Although subsidiaries of many multinationals have been present in the country, their operations are lackadaisical, and authorized importers are still powerful enough to manipulate the market.
Foreign pharmaceutical companies wishing to open representative offices in Vietnam are allowed to do marketing activities only. To distribute their products, they have to collaborate with multinational distributors as local distributors are still short of international recognition. Then, they have to resort to Vietnamese importers and distributors; without an import-export function, they have to pay fees of 1.5-3% of the total value of a shipment. Whether the fees are high or low depends on the size of the shipment.

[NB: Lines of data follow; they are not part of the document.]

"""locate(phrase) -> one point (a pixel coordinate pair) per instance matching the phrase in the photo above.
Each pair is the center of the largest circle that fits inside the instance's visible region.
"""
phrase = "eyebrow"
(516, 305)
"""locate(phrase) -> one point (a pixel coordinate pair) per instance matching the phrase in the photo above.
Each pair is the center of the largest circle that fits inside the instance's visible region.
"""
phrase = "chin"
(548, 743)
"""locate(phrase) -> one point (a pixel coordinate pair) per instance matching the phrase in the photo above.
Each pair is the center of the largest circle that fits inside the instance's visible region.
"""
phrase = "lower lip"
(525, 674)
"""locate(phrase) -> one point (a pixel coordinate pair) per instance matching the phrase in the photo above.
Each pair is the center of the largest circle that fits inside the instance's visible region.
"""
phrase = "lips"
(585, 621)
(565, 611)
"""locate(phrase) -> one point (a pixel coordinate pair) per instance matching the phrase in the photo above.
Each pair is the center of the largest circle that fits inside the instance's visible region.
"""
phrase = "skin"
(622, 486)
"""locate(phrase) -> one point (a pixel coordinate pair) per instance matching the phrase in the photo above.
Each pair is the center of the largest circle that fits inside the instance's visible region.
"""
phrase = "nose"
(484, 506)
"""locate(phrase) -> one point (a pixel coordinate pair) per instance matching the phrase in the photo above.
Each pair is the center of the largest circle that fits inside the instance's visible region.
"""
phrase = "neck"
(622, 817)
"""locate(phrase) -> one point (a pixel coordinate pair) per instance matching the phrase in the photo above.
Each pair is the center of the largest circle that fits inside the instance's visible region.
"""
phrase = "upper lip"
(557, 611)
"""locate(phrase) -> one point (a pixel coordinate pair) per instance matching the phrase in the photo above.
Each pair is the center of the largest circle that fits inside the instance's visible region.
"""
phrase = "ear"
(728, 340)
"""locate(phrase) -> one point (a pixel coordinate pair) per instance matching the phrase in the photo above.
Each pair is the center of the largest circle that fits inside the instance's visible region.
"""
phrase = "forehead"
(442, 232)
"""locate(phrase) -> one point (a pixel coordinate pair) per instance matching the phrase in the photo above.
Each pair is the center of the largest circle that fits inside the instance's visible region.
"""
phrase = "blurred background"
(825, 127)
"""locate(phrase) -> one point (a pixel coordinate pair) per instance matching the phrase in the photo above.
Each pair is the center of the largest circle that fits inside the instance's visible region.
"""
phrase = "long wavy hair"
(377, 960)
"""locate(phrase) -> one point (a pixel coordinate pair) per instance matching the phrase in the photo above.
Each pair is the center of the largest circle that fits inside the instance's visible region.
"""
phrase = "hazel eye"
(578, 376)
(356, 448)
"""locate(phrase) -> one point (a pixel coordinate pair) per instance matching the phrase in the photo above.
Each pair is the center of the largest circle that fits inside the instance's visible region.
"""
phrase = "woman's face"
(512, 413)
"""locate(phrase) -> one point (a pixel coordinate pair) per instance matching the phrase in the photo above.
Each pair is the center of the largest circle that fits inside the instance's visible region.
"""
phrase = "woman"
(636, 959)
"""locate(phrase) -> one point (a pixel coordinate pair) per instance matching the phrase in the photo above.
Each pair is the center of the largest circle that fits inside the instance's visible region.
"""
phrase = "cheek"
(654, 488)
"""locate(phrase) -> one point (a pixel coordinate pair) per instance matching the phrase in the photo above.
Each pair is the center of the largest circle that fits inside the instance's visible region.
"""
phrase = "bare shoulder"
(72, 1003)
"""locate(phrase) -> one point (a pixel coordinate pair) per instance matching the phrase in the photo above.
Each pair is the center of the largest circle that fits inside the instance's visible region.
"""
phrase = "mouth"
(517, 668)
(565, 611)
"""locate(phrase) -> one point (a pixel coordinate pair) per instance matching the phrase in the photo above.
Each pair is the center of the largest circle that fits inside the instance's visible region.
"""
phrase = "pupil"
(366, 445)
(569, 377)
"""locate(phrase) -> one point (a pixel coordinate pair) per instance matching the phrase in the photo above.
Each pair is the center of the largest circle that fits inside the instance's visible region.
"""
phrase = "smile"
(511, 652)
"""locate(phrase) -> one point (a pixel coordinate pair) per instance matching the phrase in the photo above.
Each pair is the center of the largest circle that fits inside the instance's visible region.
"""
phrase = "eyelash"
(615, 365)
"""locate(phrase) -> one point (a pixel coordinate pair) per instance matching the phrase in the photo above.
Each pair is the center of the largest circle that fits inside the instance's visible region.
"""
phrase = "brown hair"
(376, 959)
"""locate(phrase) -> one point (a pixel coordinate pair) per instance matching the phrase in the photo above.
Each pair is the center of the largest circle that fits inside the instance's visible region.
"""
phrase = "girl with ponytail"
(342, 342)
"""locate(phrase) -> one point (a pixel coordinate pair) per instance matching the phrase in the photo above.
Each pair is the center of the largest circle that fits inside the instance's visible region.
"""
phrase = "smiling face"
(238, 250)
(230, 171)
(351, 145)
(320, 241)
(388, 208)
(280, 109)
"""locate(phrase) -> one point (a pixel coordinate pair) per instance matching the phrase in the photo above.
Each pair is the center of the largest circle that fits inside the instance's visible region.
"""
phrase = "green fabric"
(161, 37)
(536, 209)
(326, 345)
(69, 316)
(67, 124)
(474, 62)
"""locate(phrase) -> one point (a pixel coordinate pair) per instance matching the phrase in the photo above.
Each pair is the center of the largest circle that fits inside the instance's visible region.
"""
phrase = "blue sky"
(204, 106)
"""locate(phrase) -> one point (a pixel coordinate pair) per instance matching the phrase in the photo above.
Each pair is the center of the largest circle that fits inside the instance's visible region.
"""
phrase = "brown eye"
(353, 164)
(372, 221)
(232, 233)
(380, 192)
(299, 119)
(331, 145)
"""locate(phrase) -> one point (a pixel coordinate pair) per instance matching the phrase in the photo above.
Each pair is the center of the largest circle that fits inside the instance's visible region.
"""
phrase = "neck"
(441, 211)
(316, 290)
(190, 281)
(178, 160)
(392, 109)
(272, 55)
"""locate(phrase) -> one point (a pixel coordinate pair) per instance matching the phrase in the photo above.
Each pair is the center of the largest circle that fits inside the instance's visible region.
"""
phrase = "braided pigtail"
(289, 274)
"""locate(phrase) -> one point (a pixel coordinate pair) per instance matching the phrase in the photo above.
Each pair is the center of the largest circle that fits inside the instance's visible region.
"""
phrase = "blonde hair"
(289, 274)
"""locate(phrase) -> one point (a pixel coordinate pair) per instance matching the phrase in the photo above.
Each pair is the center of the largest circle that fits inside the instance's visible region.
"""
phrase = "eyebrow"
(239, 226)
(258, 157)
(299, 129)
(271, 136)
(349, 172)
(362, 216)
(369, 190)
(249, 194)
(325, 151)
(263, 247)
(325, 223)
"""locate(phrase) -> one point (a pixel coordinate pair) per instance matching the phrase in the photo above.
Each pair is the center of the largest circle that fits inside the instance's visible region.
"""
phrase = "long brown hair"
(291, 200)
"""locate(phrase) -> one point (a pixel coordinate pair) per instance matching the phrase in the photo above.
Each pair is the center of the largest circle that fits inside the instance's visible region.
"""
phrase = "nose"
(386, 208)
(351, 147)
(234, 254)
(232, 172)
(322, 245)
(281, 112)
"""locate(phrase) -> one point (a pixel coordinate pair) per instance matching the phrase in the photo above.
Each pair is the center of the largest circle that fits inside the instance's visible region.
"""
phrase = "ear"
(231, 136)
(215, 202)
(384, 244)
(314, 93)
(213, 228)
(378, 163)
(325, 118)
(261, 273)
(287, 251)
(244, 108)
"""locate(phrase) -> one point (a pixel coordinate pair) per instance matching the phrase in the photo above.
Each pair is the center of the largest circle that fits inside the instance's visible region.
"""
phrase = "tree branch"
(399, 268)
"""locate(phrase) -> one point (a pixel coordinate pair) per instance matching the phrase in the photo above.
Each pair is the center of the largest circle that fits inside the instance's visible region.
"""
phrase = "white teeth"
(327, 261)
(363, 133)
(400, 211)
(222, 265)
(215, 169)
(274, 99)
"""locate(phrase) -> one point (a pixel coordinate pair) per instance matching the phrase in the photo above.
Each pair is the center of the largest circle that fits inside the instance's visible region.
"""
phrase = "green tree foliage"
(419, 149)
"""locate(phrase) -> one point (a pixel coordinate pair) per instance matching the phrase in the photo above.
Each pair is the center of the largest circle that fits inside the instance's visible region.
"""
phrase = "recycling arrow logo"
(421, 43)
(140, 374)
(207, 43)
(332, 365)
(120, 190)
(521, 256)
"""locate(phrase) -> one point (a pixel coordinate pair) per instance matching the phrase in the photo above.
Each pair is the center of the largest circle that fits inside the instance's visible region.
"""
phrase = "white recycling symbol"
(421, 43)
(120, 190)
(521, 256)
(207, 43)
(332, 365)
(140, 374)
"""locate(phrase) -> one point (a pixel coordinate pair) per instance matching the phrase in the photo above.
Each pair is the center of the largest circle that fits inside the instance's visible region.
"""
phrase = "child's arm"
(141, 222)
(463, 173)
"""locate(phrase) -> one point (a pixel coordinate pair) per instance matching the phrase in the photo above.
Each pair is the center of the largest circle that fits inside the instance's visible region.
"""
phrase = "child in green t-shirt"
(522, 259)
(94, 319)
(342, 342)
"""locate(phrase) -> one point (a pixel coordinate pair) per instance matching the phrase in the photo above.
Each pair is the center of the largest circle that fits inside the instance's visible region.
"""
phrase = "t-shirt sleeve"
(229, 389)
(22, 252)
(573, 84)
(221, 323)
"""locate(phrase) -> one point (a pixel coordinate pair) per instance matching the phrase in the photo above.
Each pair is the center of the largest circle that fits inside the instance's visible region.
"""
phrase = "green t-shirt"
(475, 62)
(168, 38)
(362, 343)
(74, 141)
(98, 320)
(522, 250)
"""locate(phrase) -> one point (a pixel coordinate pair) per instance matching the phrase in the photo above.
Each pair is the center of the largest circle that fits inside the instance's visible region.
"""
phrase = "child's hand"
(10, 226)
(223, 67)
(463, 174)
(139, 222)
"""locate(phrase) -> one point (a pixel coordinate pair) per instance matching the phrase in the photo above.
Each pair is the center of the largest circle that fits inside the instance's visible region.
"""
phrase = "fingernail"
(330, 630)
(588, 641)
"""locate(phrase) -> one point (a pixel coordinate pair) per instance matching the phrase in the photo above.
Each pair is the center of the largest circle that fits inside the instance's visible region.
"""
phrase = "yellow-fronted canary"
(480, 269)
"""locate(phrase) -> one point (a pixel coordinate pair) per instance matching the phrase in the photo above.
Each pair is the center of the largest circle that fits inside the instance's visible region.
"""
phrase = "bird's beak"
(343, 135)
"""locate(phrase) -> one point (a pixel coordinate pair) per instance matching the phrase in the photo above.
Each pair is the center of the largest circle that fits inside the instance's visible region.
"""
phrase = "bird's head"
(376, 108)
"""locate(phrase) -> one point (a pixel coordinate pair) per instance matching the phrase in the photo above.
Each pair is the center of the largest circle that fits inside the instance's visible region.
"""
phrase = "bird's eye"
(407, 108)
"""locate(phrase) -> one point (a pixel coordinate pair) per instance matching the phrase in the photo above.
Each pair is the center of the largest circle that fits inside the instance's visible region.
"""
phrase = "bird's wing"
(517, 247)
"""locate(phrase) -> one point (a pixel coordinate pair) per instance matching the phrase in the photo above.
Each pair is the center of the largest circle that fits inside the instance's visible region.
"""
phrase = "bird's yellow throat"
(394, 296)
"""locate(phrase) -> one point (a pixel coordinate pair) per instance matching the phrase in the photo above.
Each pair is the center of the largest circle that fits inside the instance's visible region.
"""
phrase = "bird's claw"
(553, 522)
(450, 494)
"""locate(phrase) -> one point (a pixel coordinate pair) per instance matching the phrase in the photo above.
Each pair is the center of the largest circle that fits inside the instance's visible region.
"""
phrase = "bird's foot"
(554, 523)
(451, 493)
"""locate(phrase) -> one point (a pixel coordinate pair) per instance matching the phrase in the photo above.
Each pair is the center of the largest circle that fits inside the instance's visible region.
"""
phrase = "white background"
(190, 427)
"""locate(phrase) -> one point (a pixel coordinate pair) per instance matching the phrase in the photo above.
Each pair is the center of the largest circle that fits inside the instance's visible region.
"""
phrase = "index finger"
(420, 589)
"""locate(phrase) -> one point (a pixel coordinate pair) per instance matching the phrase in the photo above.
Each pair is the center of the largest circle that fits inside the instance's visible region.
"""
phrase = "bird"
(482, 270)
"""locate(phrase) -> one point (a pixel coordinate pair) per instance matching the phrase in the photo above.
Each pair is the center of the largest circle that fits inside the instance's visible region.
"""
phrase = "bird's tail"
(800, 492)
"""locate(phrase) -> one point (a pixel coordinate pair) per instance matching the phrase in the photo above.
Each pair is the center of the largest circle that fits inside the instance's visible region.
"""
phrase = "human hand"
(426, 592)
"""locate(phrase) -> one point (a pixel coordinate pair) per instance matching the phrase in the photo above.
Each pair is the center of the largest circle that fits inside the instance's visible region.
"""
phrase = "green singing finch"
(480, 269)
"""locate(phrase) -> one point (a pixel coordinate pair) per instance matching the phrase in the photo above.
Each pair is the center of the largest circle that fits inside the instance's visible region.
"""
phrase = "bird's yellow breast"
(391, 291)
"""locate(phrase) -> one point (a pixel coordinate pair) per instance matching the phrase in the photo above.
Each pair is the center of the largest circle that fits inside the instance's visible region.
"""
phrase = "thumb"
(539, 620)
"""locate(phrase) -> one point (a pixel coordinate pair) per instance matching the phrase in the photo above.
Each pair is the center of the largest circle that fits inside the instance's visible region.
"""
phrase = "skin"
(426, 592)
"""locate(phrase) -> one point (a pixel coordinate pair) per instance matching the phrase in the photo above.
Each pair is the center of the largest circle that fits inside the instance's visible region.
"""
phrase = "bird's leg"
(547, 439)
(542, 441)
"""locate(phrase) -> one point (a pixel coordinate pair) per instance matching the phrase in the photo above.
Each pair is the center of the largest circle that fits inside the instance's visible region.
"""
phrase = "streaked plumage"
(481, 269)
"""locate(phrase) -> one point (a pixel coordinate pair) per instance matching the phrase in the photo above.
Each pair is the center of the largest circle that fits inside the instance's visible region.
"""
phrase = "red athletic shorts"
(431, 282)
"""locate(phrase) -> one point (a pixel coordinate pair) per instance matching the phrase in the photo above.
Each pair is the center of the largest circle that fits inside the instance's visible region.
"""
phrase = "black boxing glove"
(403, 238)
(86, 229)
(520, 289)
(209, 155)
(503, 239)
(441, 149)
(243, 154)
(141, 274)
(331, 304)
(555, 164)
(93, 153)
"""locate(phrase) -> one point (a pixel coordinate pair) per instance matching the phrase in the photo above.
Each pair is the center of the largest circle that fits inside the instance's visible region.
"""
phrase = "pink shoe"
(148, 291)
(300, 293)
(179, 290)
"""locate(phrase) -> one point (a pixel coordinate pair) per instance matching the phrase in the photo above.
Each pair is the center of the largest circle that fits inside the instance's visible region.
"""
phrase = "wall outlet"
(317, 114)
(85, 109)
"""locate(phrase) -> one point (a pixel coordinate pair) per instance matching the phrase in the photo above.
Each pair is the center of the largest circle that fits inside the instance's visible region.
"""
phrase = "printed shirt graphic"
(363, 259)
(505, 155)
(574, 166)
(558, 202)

A chief representative of a big pharmaceutical group in Vietnam said the group has had to sign contracts with multinational distributors such as Zuellig Pharma, DKSH Vietnam and Mega Lifesciences to deliver drugs in the country. These companies then have to clinch deals with Vietnamese partners because the latter have the legal status in striking deals, issuing receipts and taking the money.
Complicated profits
It is easier for registration on the generic drug market. However, complication is still pervasive.
Commenting on Vietnam Pharma’s being awarded contracts for providing medicines for hospitals, an expert in pharmaceutical trading and distribution in Vietnam says those companies winning bids at low prices often work with other smaller companies in Asia without transaction registration on the global market. Doing business with such companies requires Vietnamese establishments to acquire huge capital and extensive relationships at home and abroad, as it is impossible to file lawsuits because there is no written confirmation.
For example, a pill made in South Korea is priced at VND2,000. When the company sells it to a South Korea distributor, the price is raised to VND4,000. As soon as it reaches a distributor in Vietnam, these two distributors will jointly raise its price to VND8,000. The local distributor will earn a profit of VND2,000; VND2,000 will be used to pay to doctors in the forms of overseas trips. The pill will then be sold to hospitals in Vietnam for VND9,000, with VND1,000 being used to offset “intermediary” costs.
As Vietnam Pharma offered such a surprisingly low price for one product requiring the same material imports, other companies tried to find what was really behind. The expert also says other companies could do exactly what Vietnam Pharma did.
The local drug distribution sector has been in the hand of interest groups. Massive profits also render the sector more and more appealing, thus making the competition in the pharmaceutical business fiercer and fiercer.